MARTIN LUTHER PEYNADO,
PLAINTIFF :
v.
THOMAS DECKER, ET AL., DEFENDANTS



The opinion of the court was delivered by: Judge Conner

MEMORANDUM

Presently before the court is a civil rights complaint filed by Martin Luther Peynado ("Peynado"), formerly a Bureau of Immigration and Customs Enforcement ("ICE") detainee incarcerated at the York County Prison, Pennsylvania. (Doc. 1.) Peynado seeks to proceed in forma pauperis. (Doc. 7.) For the reasons that follow, the motion will be granted solely for the purpose of the filing of the action and the complaint will be dismissed pursuant to 28 U.S.C. § 1915(e)(2)(B)(ii).

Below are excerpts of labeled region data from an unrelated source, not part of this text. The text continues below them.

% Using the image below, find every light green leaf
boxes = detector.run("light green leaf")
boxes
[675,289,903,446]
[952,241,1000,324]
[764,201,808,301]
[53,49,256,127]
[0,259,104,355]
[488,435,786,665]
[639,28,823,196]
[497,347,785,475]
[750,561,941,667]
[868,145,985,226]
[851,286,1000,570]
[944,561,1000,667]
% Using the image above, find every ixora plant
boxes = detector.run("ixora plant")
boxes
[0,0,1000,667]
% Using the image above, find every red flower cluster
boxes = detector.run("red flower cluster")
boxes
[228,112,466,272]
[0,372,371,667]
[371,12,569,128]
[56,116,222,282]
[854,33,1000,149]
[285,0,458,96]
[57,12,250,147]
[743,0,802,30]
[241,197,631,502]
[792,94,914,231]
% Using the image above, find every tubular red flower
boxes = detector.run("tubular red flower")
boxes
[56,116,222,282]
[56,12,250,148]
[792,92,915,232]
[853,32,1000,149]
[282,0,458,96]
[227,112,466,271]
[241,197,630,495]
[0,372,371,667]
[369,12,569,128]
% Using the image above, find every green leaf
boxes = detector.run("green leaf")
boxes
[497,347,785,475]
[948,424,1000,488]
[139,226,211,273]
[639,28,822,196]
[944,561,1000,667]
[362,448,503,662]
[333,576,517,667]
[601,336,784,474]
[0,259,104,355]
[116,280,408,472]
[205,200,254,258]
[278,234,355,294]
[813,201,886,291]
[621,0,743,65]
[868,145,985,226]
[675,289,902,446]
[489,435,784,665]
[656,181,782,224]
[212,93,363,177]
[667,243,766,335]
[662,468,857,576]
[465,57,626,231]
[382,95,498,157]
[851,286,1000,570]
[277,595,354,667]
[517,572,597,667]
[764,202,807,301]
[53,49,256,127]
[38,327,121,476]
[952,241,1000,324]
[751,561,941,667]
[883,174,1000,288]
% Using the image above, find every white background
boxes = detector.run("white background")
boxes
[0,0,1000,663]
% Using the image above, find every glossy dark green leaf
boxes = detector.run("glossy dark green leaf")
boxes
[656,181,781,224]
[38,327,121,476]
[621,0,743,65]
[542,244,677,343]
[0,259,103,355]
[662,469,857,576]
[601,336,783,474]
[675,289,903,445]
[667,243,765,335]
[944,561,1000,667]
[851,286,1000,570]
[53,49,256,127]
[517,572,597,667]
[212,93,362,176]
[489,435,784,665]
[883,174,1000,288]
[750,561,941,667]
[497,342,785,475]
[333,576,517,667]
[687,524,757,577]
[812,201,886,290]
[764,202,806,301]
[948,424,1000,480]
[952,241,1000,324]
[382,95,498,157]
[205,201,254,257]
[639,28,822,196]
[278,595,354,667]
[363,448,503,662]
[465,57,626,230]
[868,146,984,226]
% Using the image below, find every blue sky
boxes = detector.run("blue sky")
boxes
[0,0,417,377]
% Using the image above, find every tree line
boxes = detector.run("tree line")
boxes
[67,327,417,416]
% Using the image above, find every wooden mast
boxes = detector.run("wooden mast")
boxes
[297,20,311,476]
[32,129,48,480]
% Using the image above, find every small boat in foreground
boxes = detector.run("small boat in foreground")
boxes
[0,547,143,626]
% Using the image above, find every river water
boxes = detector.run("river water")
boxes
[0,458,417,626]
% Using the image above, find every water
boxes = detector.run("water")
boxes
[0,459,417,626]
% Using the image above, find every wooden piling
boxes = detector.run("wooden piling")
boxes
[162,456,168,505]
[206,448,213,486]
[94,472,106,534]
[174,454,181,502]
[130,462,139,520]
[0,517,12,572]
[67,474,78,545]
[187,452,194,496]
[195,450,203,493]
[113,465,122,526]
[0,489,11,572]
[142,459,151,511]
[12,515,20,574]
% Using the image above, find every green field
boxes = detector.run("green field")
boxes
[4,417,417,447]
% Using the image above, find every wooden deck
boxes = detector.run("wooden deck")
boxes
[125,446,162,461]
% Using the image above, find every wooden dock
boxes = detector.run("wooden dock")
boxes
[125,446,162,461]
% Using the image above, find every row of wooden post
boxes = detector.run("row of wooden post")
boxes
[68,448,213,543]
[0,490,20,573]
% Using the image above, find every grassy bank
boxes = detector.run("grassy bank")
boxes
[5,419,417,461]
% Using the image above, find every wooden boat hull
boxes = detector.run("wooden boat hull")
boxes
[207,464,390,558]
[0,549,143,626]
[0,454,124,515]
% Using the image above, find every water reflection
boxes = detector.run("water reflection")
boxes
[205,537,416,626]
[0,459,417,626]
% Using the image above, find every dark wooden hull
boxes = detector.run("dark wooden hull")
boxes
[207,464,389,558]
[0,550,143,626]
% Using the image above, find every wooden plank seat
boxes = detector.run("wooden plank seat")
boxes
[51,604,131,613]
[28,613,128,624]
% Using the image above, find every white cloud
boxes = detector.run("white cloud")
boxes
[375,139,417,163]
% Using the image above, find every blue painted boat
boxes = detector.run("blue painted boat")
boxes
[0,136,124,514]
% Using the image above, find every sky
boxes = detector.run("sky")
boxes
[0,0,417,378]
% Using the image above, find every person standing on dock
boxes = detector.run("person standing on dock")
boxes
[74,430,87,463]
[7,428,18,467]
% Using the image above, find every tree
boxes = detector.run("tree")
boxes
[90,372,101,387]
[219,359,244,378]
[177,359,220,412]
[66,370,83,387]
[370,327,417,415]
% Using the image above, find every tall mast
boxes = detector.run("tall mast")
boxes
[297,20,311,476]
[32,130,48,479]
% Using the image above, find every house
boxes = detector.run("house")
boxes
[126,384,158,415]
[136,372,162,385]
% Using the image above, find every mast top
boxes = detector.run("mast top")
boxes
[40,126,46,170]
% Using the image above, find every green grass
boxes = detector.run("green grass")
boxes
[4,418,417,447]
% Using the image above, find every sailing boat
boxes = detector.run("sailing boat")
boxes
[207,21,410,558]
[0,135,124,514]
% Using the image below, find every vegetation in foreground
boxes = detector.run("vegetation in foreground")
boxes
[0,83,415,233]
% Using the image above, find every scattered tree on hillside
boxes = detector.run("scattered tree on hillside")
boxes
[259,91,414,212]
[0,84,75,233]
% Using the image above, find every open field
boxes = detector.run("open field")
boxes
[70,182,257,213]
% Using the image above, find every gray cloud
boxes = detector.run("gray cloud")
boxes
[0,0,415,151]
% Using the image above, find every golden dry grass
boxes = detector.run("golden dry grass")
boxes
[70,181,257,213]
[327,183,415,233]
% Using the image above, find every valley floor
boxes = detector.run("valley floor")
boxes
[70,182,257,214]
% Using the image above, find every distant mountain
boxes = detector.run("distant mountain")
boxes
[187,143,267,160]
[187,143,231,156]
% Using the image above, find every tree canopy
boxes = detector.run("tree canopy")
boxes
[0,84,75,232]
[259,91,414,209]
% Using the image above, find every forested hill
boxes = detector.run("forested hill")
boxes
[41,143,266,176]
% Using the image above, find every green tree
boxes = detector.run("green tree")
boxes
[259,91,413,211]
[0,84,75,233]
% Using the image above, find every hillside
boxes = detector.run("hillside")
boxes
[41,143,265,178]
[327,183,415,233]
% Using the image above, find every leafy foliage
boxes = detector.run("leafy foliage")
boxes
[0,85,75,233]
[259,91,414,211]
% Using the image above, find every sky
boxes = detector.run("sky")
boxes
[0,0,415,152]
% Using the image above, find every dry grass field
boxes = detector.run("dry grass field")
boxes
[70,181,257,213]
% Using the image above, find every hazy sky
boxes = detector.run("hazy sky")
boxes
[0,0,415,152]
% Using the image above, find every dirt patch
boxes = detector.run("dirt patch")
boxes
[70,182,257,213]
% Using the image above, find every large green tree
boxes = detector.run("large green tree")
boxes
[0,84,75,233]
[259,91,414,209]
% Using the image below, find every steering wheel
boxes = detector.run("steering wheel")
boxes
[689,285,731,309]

I. Allegations of the Complaint

Peynado contends that defendants violated his constitutional rights when they subjected him to prolonged detention and criminally prosecuted him for making false statements to ICE, in violation of 18 U.S.C § 1001(a)(2), and hindering removal, in violation of 8 U.S.C. § 1253(a)(1)(B) & (C). The tortured history of Peynado's removal proceedings were detailed by the United States Court of Appeals in the following manner:

Peynado illegally entered the United States from Jamaica for the first time on May 20, 1995. Immigration officials detained him upon entry because he attempted to use a fraudulent passport. At that time, Peynado made a sworn statement attesting that he was born in Bog Walk, Saint Catherine, Jamaica. Peynado was excluded from the United States and was shortly thereafter deported to Jamaica. Peynado reentered the United States at some later, unknown time and, on February 21, 2007, was arrested and indicted in the Middle District of Pennsylvania for illegal re-entry into the United States following deportation. Peynado pleaded guilty and during a presentence investigation he again stated that he was born in Bog Walk, Saint Catherine, Jamaica. Throughout those proceedings, Peynado maintained that he was a Jamaican citizen. Peynado was sentenced to time served of approximately five months.

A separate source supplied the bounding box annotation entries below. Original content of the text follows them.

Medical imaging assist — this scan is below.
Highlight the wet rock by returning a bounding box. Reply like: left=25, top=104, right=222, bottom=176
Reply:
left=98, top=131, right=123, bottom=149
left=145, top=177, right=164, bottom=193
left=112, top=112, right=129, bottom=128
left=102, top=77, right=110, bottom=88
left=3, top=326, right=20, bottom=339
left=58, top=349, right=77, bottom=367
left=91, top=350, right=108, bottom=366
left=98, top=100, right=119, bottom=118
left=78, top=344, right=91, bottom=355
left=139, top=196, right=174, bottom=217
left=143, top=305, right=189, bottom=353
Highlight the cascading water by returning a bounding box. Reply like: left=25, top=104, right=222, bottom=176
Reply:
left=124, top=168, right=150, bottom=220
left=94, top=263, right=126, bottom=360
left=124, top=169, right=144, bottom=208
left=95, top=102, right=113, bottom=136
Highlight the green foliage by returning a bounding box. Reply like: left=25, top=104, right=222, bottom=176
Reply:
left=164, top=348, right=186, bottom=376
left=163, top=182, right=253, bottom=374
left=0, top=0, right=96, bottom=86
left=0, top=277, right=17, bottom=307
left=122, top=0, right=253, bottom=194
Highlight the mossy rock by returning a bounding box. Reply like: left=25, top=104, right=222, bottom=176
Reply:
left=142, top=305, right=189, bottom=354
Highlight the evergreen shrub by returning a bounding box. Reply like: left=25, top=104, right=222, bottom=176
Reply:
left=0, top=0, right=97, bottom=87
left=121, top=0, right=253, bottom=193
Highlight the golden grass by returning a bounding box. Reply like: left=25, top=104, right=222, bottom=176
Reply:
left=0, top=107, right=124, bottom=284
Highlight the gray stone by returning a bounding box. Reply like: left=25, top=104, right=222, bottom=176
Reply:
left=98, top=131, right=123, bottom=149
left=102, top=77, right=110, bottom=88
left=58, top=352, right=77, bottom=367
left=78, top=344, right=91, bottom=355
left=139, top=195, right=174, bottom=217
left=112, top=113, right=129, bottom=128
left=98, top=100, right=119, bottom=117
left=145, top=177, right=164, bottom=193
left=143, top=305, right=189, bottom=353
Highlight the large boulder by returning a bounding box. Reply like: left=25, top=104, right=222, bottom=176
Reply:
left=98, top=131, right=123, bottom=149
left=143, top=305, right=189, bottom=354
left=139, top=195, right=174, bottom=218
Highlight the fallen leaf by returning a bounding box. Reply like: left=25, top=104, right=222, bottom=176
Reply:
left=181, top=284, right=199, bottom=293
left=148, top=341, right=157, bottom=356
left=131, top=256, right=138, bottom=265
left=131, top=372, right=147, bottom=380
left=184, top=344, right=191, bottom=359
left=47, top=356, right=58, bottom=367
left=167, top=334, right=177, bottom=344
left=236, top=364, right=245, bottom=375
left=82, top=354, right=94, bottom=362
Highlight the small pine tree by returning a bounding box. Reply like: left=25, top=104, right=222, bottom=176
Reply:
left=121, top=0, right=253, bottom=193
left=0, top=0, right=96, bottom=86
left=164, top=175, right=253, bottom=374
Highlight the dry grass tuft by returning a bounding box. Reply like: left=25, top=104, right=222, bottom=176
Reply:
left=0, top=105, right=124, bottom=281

Peynado once again affirmed that he was a citizen of Jamaica on November 1, 2007, while he was in prison. Seeking protection from removal to Jamaica, Peynado made a sworn statement to the Department of Homeland Security officials stating that he feared he would be murdered if he returned to Jamaica. He also swore that he was born in Saint Catherine, Jamaica and that he was a citizen of Jamaica and no other country. Based on these claims, on August 13, 2008, Peynado filed an application with the District Court for the Eastern District of Pennsylvania to stay removal. On this application, Peynado once again listed his country of citizenship as Jamaica.

On October 1, 2008, this Court denied his appeal of the District Court's denial of his request for a stay of removal. On a Bureau of Immigration and Customs Enforcement ("ICE") request form relating to his appeal, Peynado again indicated his country of citizenship as Jamaica. Peynado's removal from the United States was scheduled for November 19, 2008.

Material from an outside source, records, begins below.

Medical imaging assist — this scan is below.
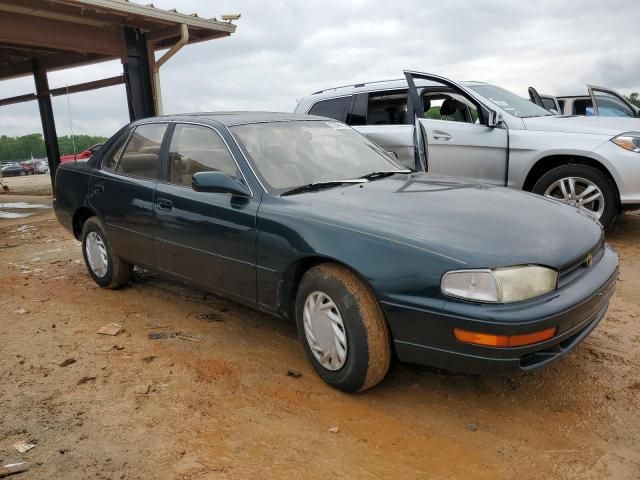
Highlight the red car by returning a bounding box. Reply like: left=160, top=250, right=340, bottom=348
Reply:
left=60, top=143, right=102, bottom=163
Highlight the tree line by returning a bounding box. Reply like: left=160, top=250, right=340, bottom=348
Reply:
left=0, top=133, right=107, bottom=162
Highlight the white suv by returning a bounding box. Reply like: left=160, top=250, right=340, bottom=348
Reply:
left=296, top=71, right=640, bottom=226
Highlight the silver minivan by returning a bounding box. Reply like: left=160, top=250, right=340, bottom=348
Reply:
left=296, top=71, right=640, bottom=226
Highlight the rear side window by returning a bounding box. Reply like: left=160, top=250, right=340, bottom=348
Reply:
left=169, top=124, right=239, bottom=186
left=116, top=123, right=167, bottom=179
left=541, top=98, right=556, bottom=110
left=309, top=96, right=351, bottom=122
left=367, top=90, right=407, bottom=125
left=572, top=98, right=593, bottom=115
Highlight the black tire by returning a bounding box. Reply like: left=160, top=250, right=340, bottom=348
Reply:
left=296, top=263, right=391, bottom=393
left=532, top=163, right=620, bottom=228
left=81, top=217, right=133, bottom=289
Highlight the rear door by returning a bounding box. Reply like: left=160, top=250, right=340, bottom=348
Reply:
left=405, top=72, right=508, bottom=185
left=347, top=88, right=420, bottom=169
left=88, top=123, right=168, bottom=268
left=155, top=123, right=261, bottom=303
left=588, top=85, right=640, bottom=117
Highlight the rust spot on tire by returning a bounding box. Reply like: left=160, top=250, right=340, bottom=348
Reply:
left=316, top=264, right=391, bottom=392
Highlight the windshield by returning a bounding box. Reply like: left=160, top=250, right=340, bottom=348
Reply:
left=230, top=120, right=406, bottom=193
left=467, top=84, right=552, bottom=118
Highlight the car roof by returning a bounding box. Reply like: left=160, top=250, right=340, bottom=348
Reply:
left=308, top=78, right=485, bottom=96
left=139, top=111, right=331, bottom=127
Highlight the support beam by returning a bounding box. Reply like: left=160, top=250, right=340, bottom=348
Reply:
left=123, top=27, right=156, bottom=121
left=0, top=12, right=122, bottom=57
left=0, top=52, right=110, bottom=80
left=0, top=93, right=38, bottom=107
left=33, top=61, right=60, bottom=187
left=49, top=75, right=124, bottom=97
left=0, top=75, right=124, bottom=107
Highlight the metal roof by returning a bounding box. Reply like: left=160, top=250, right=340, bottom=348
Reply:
left=0, top=0, right=236, bottom=79
left=139, top=111, right=335, bottom=127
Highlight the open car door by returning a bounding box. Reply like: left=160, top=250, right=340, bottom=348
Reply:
left=587, top=85, right=640, bottom=117
left=404, top=71, right=508, bottom=185
left=528, top=87, right=562, bottom=115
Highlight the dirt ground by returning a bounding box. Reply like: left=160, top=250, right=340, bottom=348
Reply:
left=0, top=173, right=52, bottom=196
left=0, top=183, right=640, bottom=480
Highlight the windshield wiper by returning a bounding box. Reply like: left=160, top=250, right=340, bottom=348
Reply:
left=280, top=178, right=369, bottom=197
left=359, top=169, right=413, bottom=180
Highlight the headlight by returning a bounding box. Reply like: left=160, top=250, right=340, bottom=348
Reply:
left=441, top=265, right=558, bottom=303
left=611, top=132, right=640, bottom=153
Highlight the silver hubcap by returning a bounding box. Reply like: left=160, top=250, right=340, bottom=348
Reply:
left=84, top=232, right=109, bottom=277
left=544, top=177, right=604, bottom=218
left=302, top=291, right=347, bottom=371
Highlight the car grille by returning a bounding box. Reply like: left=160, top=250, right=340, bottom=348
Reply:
left=558, top=240, right=604, bottom=288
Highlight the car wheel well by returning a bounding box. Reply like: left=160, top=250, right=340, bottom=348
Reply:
left=71, top=207, right=96, bottom=240
left=522, top=155, right=620, bottom=209
left=277, top=256, right=375, bottom=320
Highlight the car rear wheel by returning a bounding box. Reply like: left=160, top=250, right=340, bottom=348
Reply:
left=533, top=164, right=618, bottom=227
left=296, top=264, right=391, bottom=392
left=81, top=217, right=133, bottom=289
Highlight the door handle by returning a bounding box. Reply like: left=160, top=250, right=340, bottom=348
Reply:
left=156, top=198, right=173, bottom=212
left=433, top=130, right=451, bottom=141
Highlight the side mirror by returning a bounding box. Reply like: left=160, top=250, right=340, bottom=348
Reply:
left=486, top=110, right=503, bottom=128
left=191, top=172, right=251, bottom=197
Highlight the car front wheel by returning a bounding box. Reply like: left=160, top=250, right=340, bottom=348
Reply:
left=82, top=217, right=133, bottom=289
left=296, top=264, right=391, bottom=392
left=533, top=164, right=618, bottom=227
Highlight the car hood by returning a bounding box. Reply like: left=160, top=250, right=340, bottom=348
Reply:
left=281, top=173, right=603, bottom=268
left=522, top=115, right=640, bottom=137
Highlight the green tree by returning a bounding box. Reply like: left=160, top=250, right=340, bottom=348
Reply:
left=0, top=133, right=107, bottom=162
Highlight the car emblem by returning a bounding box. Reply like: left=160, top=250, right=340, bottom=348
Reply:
left=585, top=253, right=593, bottom=268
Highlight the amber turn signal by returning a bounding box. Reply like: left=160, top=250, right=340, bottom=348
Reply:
left=453, top=327, right=557, bottom=348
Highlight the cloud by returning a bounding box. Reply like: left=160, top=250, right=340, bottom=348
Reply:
left=0, top=0, right=640, bottom=139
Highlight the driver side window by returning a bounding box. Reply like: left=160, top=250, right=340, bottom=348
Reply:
left=422, top=92, right=479, bottom=123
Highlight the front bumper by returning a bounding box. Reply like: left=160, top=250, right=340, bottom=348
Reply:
left=381, top=246, right=618, bottom=374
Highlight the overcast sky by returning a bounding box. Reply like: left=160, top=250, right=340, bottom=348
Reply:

Peynado first claimed to be a citizen of Haiti on a petition for a writ of habeas corpus that he filed on November 16, 2008, in the District Court for the Middle District of Pennsylvania. This petition failed to indicate that Peynado was scheduled to be deported to Jamaica, nor did it reveal his previous assertions that he was a citizen of Jamaica. Rather, the petition requested release from custody because Haiti was refusing to accept the repatriation of deportees. Peynado also filled out another ICE request form on November 17, 2008, but this time he listed his country of citizenship as Haiti. The District Court denied Peynado's habeas corpus petition, but directed ICE to treat the petition as a request for release.

Throughout his various proceedings, Peynado failed to produce documentation of his citizenship of either Jamaica or Haiti. In an attempt to verify his nationality, the government did not contact any of Peynado's family, but did contact Jamaican authorities, the United States embassy in Jamaica, and ICE, but could not find documentation related to Peynado's citizenship. Further, despite repeated warnings, Peynado failed to obtain travel documents from Jamaica or Haiti and did not assist in his removal in any way.

On January 14, 2009, an indictment charged Peynado with making false statements to ICE, in violation of 18 U.S.C § 1001(a)(2), and hindering removal, in violation of 8 U.S.C. § 1253(a)(1)(B) & (C). On June 29, 2009, a jury found Peynado guilty of both counts and on October 28, 2009, he was sentenced to 21 months' imprisonment and three years' supervised release.

Peynado filed a timely notice of appeal.

United States v. Peynado, 385 Fed. App'x, 97, 99-100 (3d Cir. 2010). On June 24, 2010, the appeals court affirmed the district court judgment that Peynado's false statements hindered his removal and that he did not aid in his removal as required by federal statute. (Id. at 101.)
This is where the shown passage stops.